Easy Being Green

Easy Being Green

 

King has always been a fan of the natural world. While a student at Denison, the BioReserve was one of his favorite spots. Photo: Tim Black

Jeremy King remembers the exact day–Monday, December 19th, 2005–that his wife called him from work and said five words that changed his life: “I can’t do this anymore.” It’s a moment he now recalls with a laugh. “I thought she was breaking up with me,” he says.

Instead, King’s wife (Susan Studer ‘96) was asking that the couple make good on a promise they wrote into their wedding vows, recited on the steps of Doane Library five years earlier. “We said we wanted to help make the world a better place,” he says. They applied to the Peace Corps the very next day. Eighteen months later–after selling their house, most of their furniture, and their Toyota Prius–they found themselves in Ecuador.

King, who is now Denison’s first campus sustainability coordinator, was no stranger to green living before his service in the Peace Corps. He was raised in a family that grew some of their own food and vacationed in national parks, and he and his wife biked to the grocery store, composted their food waste, and bought second hand whenever possible. In his ten years teaching science at Circleville High School in Ohio, he tried to impress basic environmental ideals on his students.

But in Ecuador, King saw places where sustainability was a matter of life and death, not lifestyle. During his two-year service, he worked on a watershed conservation program to protect drinking water for the town of Puyo, and he taught community members and local school children about deforestation, pollution, erosion, remediation, and conservation. When he visited schools to do presentations on water conservation for the students and help teachers incorporate environmental education into their curriculum, he became known as “mago,” or magician, for the magic tricks he performed using water. Smaller amounts of his time in Ecuador were spent building composting toilets to keep rivers clean and rainwater collection systems to combat dry conditions, teaching farmers to compost so crops could grow in nutrient-poor soil, and establishing fish ponds to provide food and sources of income. And through all of it, he lived without the usual creature comforts like television (he read 70 books instead).

King’s approach to his new job at Denison reflects some of what he learned during his service. “As a Peace Corps volunteer, you don’t just jump in and start changing things,” he says. “You see where the community is, what they need, and what they want. I don’t plan on being Denison’s ‘sustainability czar.’”

“When I was in college, you were a ‘tree hugger’ if you were environmentally aware, but being green is now commonplace. That makes the job a lot easier, because I don’t have to bring people to that side. They’re already there.”

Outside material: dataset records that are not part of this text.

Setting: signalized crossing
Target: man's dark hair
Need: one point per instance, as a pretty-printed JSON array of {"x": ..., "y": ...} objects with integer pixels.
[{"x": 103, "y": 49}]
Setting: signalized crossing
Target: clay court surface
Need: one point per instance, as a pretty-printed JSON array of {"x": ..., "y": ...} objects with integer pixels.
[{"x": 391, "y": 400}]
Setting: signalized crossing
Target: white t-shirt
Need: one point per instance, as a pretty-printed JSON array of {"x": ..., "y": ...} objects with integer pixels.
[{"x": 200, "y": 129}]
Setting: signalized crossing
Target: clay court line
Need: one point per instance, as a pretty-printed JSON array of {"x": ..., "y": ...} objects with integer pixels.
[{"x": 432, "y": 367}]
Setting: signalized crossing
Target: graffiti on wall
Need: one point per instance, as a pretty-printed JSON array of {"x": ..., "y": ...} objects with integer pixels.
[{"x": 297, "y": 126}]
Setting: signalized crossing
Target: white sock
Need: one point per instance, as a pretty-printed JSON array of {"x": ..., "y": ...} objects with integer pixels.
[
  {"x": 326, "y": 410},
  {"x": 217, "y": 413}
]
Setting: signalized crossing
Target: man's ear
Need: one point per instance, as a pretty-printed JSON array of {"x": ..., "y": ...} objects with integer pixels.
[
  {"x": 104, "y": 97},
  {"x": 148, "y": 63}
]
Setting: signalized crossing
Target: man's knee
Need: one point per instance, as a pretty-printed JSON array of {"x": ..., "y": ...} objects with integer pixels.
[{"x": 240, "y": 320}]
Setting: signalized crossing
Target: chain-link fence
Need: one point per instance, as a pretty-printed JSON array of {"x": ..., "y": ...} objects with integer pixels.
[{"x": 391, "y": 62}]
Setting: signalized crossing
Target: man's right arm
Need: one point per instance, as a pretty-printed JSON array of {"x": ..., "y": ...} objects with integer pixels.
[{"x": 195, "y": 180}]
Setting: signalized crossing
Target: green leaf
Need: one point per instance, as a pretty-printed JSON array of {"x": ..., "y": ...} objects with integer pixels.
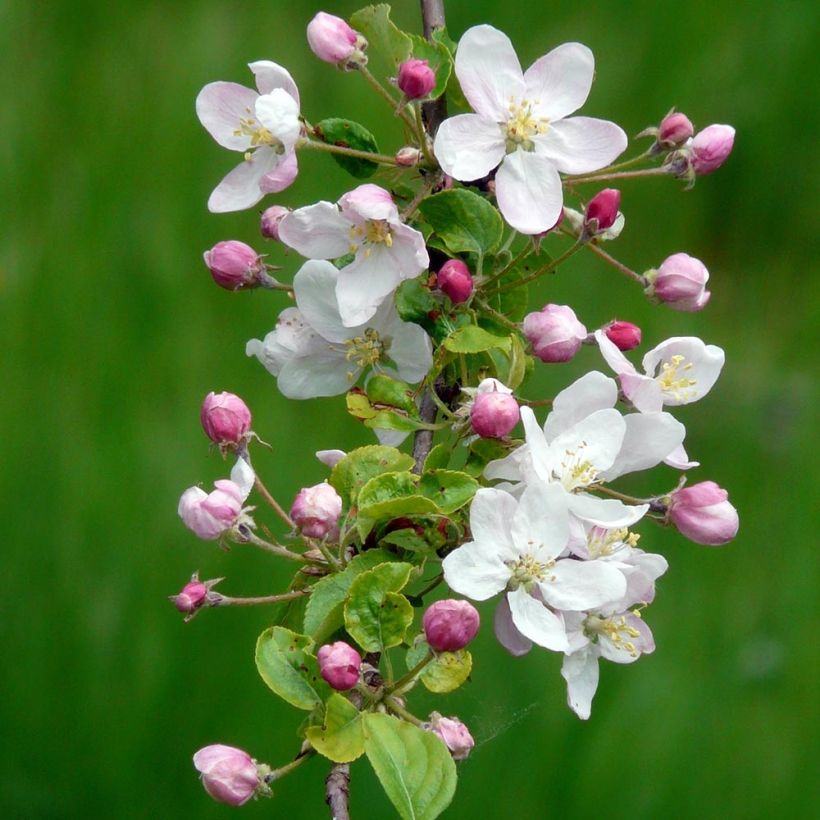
[
  {"x": 474, "y": 339},
  {"x": 465, "y": 221},
  {"x": 284, "y": 661},
  {"x": 349, "y": 134},
  {"x": 362, "y": 464},
  {"x": 376, "y": 616},
  {"x": 341, "y": 735},
  {"x": 414, "y": 767},
  {"x": 447, "y": 671}
]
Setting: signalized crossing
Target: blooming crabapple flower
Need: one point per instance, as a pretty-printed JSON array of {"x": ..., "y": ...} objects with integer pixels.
[
  {"x": 678, "y": 371},
  {"x": 450, "y": 625},
  {"x": 339, "y": 665},
  {"x": 703, "y": 514},
  {"x": 554, "y": 332},
  {"x": 229, "y": 775},
  {"x": 211, "y": 515},
  {"x": 680, "y": 282},
  {"x": 518, "y": 548},
  {"x": 521, "y": 125},
  {"x": 365, "y": 222},
  {"x": 316, "y": 511},
  {"x": 264, "y": 126},
  {"x": 313, "y": 354}
]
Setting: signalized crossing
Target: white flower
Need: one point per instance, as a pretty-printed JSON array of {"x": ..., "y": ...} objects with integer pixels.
[
  {"x": 365, "y": 222},
  {"x": 313, "y": 354},
  {"x": 264, "y": 126},
  {"x": 521, "y": 122}
]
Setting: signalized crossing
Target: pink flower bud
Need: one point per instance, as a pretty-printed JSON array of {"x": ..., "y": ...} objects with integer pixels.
[
  {"x": 450, "y": 625},
  {"x": 680, "y": 282},
  {"x": 454, "y": 280},
  {"x": 455, "y": 734},
  {"x": 270, "y": 219},
  {"x": 416, "y": 79},
  {"x": 225, "y": 418},
  {"x": 603, "y": 208},
  {"x": 316, "y": 511},
  {"x": 711, "y": 147},
  {"x": 228, "y": 774},
  {"x": 331, "y": 39},
  {"x": 554, "y": 332},
  {"x": 233, "y": 264},
  {"x": 675, "y": 129},
  {"x": 703, "y": 514},
  {"x": 339, "y": 665},
  {"x": 624, "y": 335}
]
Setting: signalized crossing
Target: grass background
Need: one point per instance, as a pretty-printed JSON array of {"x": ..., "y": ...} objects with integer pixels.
[{"x": 113, "y": 332}]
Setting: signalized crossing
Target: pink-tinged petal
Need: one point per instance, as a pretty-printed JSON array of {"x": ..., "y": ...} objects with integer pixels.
[
  {"x": 469, "y": 146},
  {"x": 580, "y": 585},
  {"x": 581, "y": 144},
  {"x": 580, "y": 671},
  {"x": 280, "y": 177},
  {"x": 489, "y": 72},
  {"x": 270, "y": 75},
  {"x": 220, "y": 106},
  {"x": 240, "y": 188},
  {"x": 537, "y": 622},
  {"x": 316, "y": 231},
  {"x": 559, "y": 82},
  {"x": 528, "y": 191},
  {"x": 506, "y": 633}
]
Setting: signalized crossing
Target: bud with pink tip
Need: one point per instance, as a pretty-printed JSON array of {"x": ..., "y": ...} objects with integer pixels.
[
  {"x": 316, "y": 511},
  {"x": 450, "y": 625},
  {"x": 416, "y": 79},
  {"x": 339, "y": 665},
  {"x": 225, "y": 418},
  {"x": 624, "y": 335},
  {"x": 454, "y": 733},
  {"x": 234, "y": 265},
  {"x": 703, "y": 514},
  {"x": 710, "y": 148},
  {"x": 680, "y": 282},
  {"x": 602, "y": 210},
  {"x": 228, "y": 774},
  {"x": 454, "y": 280},
  {"x": 554, "y": 332}
]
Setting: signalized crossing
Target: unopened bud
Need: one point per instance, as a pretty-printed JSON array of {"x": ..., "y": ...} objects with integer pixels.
[
  {"x": 554, "y": 333},
  {"x": 454, "y": 280},
  {"x": 339, "y": 665}
]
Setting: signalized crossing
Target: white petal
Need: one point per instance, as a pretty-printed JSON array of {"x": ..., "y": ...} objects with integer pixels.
[
  {"x": 469, "y": 146},
  {"x": 528, "y": 191},
  {"x": 559, "y": 82},
  {"x": 488, "y": 71},
  {"x": 581, "y": 144},
  {"x": 316, "y": 231},
  {"x": 536, "y": 622},
  {"x": 220, "y": 106}
]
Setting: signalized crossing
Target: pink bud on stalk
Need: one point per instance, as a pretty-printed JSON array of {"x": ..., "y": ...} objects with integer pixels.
[
  {"x": 680, "y": 282},
  {"x": 703, "y": 514},
  {"x": 229, "y": 775},
  {"x": 450, "y": 625},
  {"x": 624, "y": 335},
  {"x": 454, "y": 280},
  {"x": 339, "y": 665},
  {"x": 225, "y": 418},
  {"x": 554, "y": 332},
  {"x": 316, "y": 511},
  {"x": 416, "y": 79}
]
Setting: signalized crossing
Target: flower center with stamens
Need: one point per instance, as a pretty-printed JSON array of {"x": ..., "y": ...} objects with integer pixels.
[{"x": 677, "y": 385}]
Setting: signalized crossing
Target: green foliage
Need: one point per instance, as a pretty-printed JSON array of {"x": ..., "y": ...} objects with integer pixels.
[{"x": 414, "y": 767}]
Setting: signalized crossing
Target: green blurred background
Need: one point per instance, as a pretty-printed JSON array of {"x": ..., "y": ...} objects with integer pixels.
[{"x": 113, "y": 332}]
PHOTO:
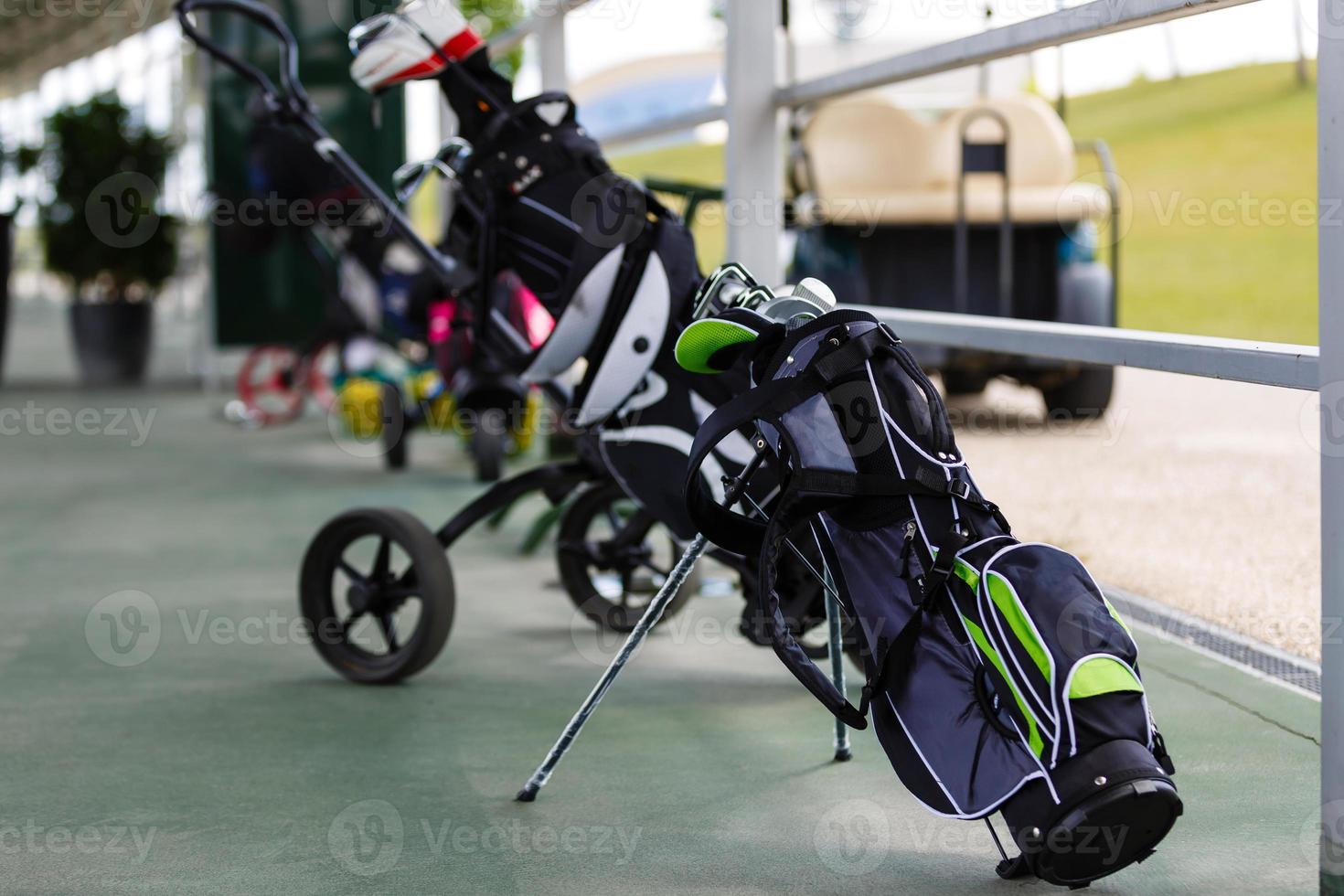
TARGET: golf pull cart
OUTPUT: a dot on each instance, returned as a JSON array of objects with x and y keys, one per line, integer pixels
[{"x": 409, "y": 394}]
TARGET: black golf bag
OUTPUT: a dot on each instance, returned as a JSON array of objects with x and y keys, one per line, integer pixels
[
  {"x": 998, "y": 677},
  {"x": 618, "y": 272}
]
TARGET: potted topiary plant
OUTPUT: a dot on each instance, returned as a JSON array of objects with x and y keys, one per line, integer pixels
[{"x": 103, "y": 229}]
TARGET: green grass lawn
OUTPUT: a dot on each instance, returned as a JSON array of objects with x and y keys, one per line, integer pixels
[{"x": 1221, "y": 180}]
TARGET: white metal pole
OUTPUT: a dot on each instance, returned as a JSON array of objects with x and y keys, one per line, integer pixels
[
  {"x": 549, "y": 48},
  {"x": 1329, "y": 116},
  {"x": 754, "y": 160}
]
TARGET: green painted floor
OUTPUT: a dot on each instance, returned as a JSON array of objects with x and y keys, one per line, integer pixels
[{"x": 229, "y": 759}]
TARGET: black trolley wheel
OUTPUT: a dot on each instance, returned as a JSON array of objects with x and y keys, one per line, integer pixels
[
  {"x": 608, "y": 552},
  {"x": 377, "y": 594},
  {"x": 488, "y": 445},
  {"x": 395, "y": 427}
]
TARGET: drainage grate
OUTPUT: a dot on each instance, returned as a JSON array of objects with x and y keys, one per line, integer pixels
[{"x": 1232, "y": 646}]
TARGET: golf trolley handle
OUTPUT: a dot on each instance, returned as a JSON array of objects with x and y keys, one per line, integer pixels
[{"x": 291, "y": 91}]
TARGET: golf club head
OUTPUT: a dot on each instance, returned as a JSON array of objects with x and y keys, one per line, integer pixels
[{"x": 414, "y": 42}]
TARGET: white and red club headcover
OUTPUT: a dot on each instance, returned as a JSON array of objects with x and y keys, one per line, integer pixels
[{"x": 418, "y": 40}]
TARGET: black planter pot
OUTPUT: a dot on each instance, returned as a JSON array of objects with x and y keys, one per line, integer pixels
[{"x": 112, "y": 341}]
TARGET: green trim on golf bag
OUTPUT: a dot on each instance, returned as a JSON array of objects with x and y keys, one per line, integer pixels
[{"x": 998, "y": 677}]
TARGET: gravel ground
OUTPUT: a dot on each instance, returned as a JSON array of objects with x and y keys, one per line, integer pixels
[{"x": 1199, "y": 493}]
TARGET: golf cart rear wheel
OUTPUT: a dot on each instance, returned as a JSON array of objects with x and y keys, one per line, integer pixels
[
  {"x": 1083, "y": 397},
  {"x": 394, "y": 427},
  {"x": 613, "y": 558},
  {"x": 377, "y": 592},
  {"x": 964, "y": 383},
  {"x": 488, "y": 445}
]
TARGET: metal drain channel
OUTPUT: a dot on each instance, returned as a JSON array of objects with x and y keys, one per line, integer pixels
[{"x": 1221, "y": 644}]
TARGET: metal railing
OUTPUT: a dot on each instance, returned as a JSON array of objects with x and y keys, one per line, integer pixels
[{"x": 755, "y": 169}]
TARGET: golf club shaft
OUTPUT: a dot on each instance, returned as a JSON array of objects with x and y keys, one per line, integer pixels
[
  {"x": 834, "y": 623},
  {"x": 677, "y": 578}
]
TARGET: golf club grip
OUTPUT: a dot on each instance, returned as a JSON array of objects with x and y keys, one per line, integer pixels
[{"x": 261, "y": 15}]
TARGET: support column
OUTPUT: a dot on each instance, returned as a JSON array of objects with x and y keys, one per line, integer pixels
[
  {"x": 1331, "y": 240},
  {"x": 754, "y": 160}
]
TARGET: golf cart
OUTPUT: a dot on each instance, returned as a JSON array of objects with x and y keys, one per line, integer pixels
[{"x": 977, "y": 212}]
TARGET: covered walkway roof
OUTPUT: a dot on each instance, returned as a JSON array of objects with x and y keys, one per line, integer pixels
[{"x": 46, "y": 34}]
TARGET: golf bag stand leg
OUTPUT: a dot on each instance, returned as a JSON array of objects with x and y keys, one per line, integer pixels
[
  {"x": 835, "y": 624},
  {"x": 651, "y": 617}
]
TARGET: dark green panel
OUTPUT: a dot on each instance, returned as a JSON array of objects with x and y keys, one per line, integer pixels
[{"x": 279, "y": 294}]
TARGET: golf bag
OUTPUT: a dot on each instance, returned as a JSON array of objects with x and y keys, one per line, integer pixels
[
  {"x": 613, "y": 266},
  {"x": 998, "y": 677}
]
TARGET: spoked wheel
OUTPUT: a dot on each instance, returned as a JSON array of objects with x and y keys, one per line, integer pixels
[
  {"x": 614, "y": 557},
  {"x": 378, "y": 595},
  {"x": 268, "y": 384},
  {"x": 395, "y": 427}
]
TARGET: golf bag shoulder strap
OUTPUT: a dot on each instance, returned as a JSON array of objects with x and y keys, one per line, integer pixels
[
  {"x": 769, "y": 402},
  {"x": 766, "y": 402}
]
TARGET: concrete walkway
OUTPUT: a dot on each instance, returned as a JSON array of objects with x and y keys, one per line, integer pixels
[{"x": 229, "y": 759}]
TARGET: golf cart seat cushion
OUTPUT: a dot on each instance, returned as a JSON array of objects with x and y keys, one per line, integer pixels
[
  {"x": 867, "y": 145},
  {"x": 875, "y": 163},
  {"x": 1066, "y": 205}
]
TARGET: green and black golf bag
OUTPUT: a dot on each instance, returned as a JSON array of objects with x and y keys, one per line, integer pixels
[{"x": 998, "y": 677}]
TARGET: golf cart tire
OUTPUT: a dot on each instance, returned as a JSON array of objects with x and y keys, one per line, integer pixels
[
  {"x": 433, "y": 587},
  {"x": 964, "y": 383},
  {"x": 489, "y": 445},
  {"x": 394, "y": 429}
]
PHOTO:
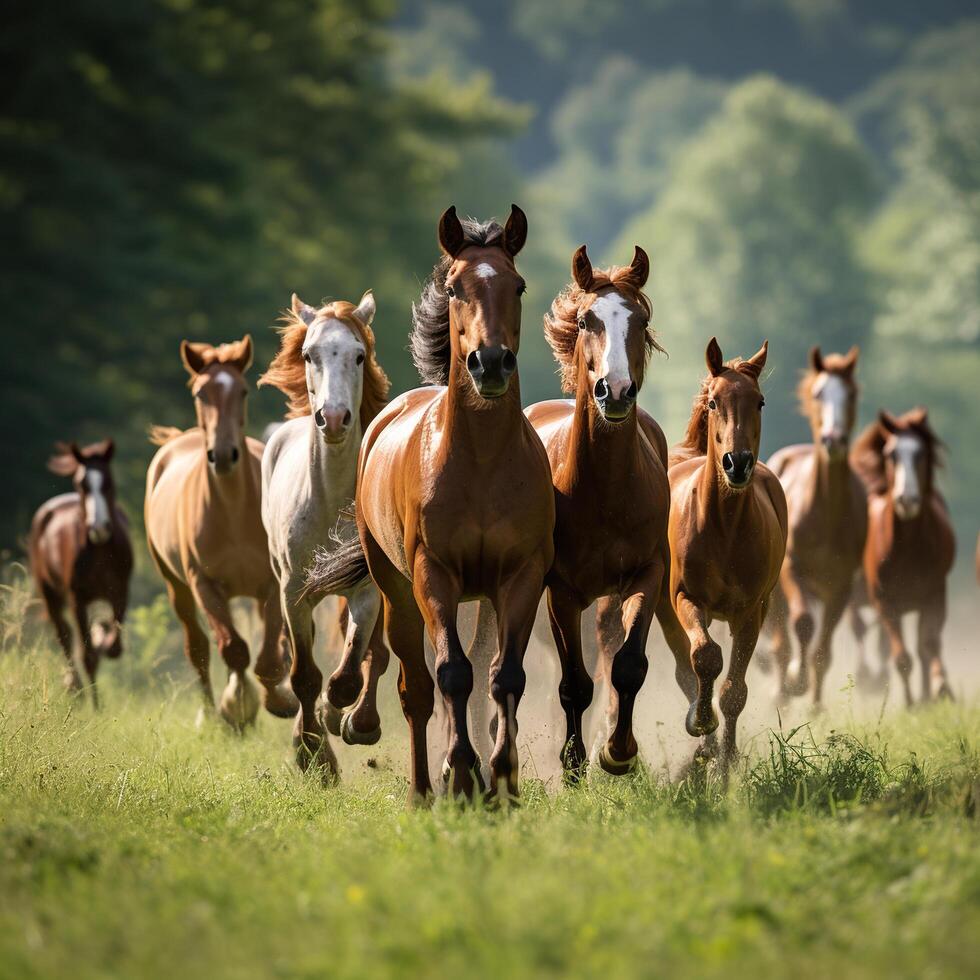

After all, King doesn’t have to start from scratch. Denison already has a recycling plant that services the entire Granville community and a composting system that turns food waste into fertilizer. The library is equipped with solar panels, and Barney-Davis Hall underwent a green renovation in 1996. And of course, the campus Homestead program has promoted sustainable living since 1977–long before “sustainability” was even in the vernacular. In many small ways all over campus, the folks in the physical plant office are also trying to reduce the college’s carbon footprint: They use low-VOC paint and eco-friendly cleaners, replace incandescent bulbs with compact fluorescents, and salvage construction debris for recycling. “When I was in college, you were a ‘tree hugger’ if you were environmentally aware, but being green is now commonplace,” says King, who also holds a master’s degree in natural resources from The Ohio State University. “That makes the job a lot easier, because I don’t have to bring people to that side. They’re already there.”

But in hiring a staff member devoted to environmental sustainability–something many Denison-sized schools have yet to do–the college is taking its commitment to the next level. “Especially given the economy, this speaks volumes for what Dr. Knobel thinks about sustainability, and that should be encouraging to everyone,” King says.

When you ask him about his grand vision for Denison, King quickly brings you back to Earth: Finding common ground on campus–including a unified vision for what sustainability looks like at Denison–is his first order of business. That means talking extensively with faculty, staff, and students to find out what kinds of projects they most value.

Still, it’s clear he has a wish list. He says Denison’s food service could become a model for other schools, with local and organic choices, programs to cut plate waste, and biodegradable packaging. He’d love to see faculty incorporate more sustainability-focused discussions into curricula. And, of course, there’s the fact that nearly all of Denison’s power comes from coalburning facilities. “Finding a cleaner source should be our ultimate goal,” he says.

King hopes to influence what people do, not only on campus, but also out in the world. “We can do these incredible initiatives here, but what happens when staff members go home for the evening or students go home for the summer? We need to instill an ethic of sustainability that carries into our lives beyond Denison.”